Although one wouldn't think of McLaughlin listening to this album it definitely has it's own aesthetic with constantly varying soundscapes and a warm (> 98.6F) emotional feel.

Although Montague has been involved in many recordings and with a number of well known groups this album is his first under his leadership and it is wonderful. The music is original and imaginative, as well as being experimental and improvised but without the negative connotations that are sometimes attached (often unfairly) to those words. Some of this is due to Montague's subtle compositions and guitar playing but much is also the result of the complex interactions between him and his two colleagues; long-time collaborator, pianist and ECM recording artist, Kit Downes, and electric bassist Ruth Goller. The absence of drums creates spaces for the three of them that gives the music an intriguing delicacy both engaging and stimulating.
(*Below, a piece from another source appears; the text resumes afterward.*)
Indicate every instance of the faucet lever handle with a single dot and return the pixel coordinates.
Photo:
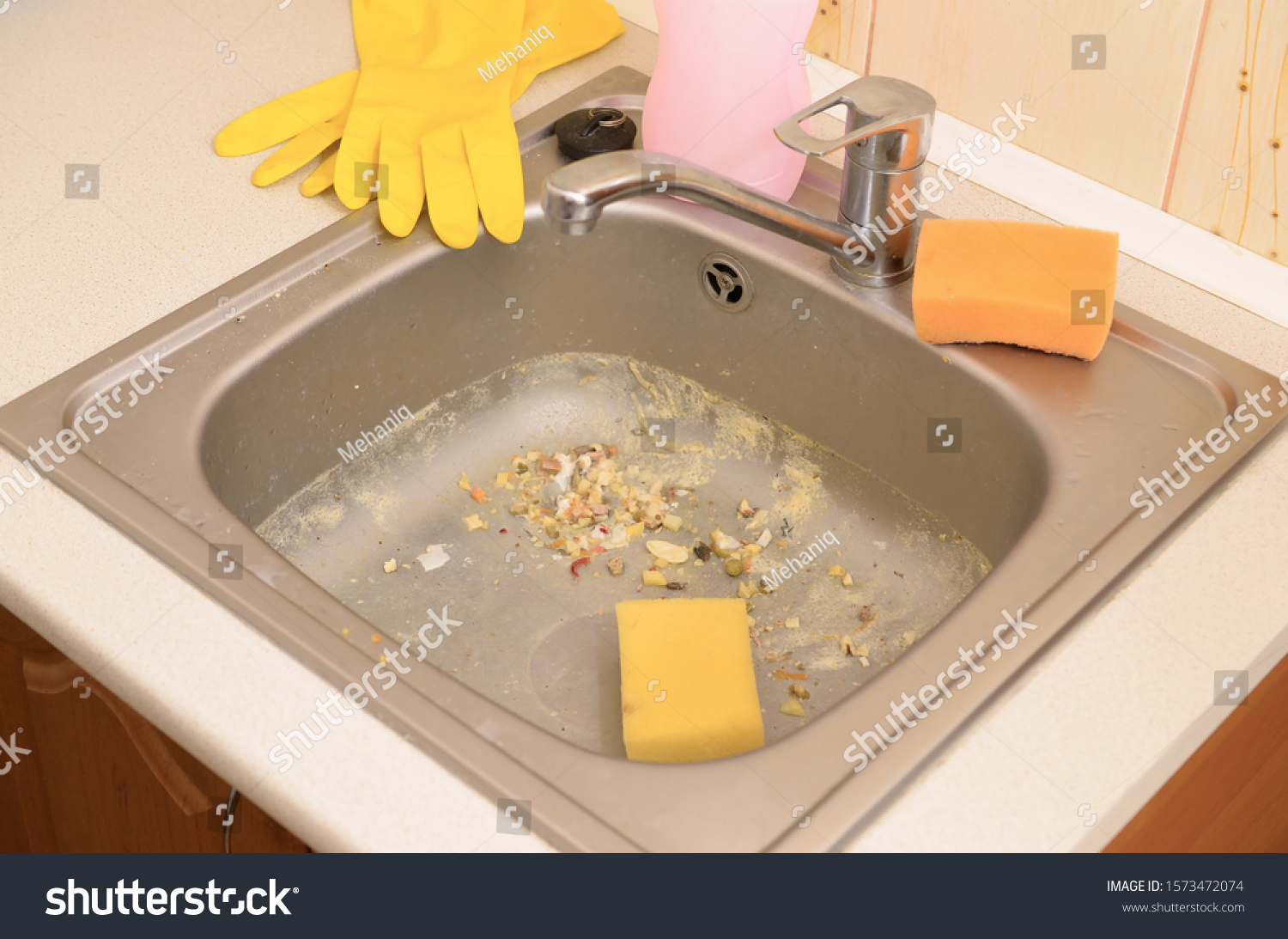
(876, 106)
The opening track Irish Handcuffs (Introduction) is a beautifully judged improvised guitar solo by Montague that leads into the second track, the full Irish Handcuffs with close rhythmic inter-play between a 'prepared' piano and electronically enhanced guitar with the electric bass in there as well producing a very vibrant and intricate mixture. This piece demonstrates Montague's ability to integrate unusual musical forms with the use of hocketting, a medieval musical form with a quick alteration of notes between two voices (or in this case, two instruments) giving a very distinctive sound. Apparently this effect is used in Indonesian gamelan music, Andean siku, Russian kuvutsi, rara street processions in Haiti and King Crimson. As my Irish granny would have said "It's a long way from hocketting he was born" (Gateshead, actually) but it creates a fascinating and gripping effect.

The title track Warmer Than Blood is a musical interpretation of a poem by Fiona Sampson which begins "The black beast who sleeps/under your feet raising/his back sometimes sending/shivers up your spine" and gives you a feel of the atmosphere of this piece which is subtly dark and mysterious.

A number of pieces were written for his family. FTM for his young son starts slowly and meditatively but builds up to a more frantic staccato finish and the track, Moira, inspired by his grandmother, is a heartfelt and beautiful guitar improvisation (her views on hocketting are not known).

The one standard, melodic 'tune' on the album is perhaps appropriately given the title Not My Usual, but the quality of composition across the whole album is shown by the fact that it does not stand out as something different or a 'relief', but as another fine piece of music with its place amongst all the others.
The final track Rendered began as a commission for the opening of Jimi Hendrix's flat in the house where Handel once lived and, as there wasn't much musical inspiration there, apparently Montague got started by rubbing manuscript paper onto wood chipped wallpaper (come to think of it Hendrix was inclined to rub his guitar against certain delicate parts of his body in live performance).

But however it was created this is another gorgeously musical track with beautiful repetitive bell-like sounds from the piano and guitar and ending with the sounds of the sea or the wind or maybe blood rushing through the veins.

Throughout the album all three musicians are in intuitive harmony with each other and have created some fantastic music to help deal with lockdown. My album of the year!
JC

Irish Handcuffs (Introduction); Irish Handcuffs; Warmer Than Blood; FTM; C Squad; Not My Usual Type; The Internet; Moira; Rendered.

Available now from Whirlwind Recordings.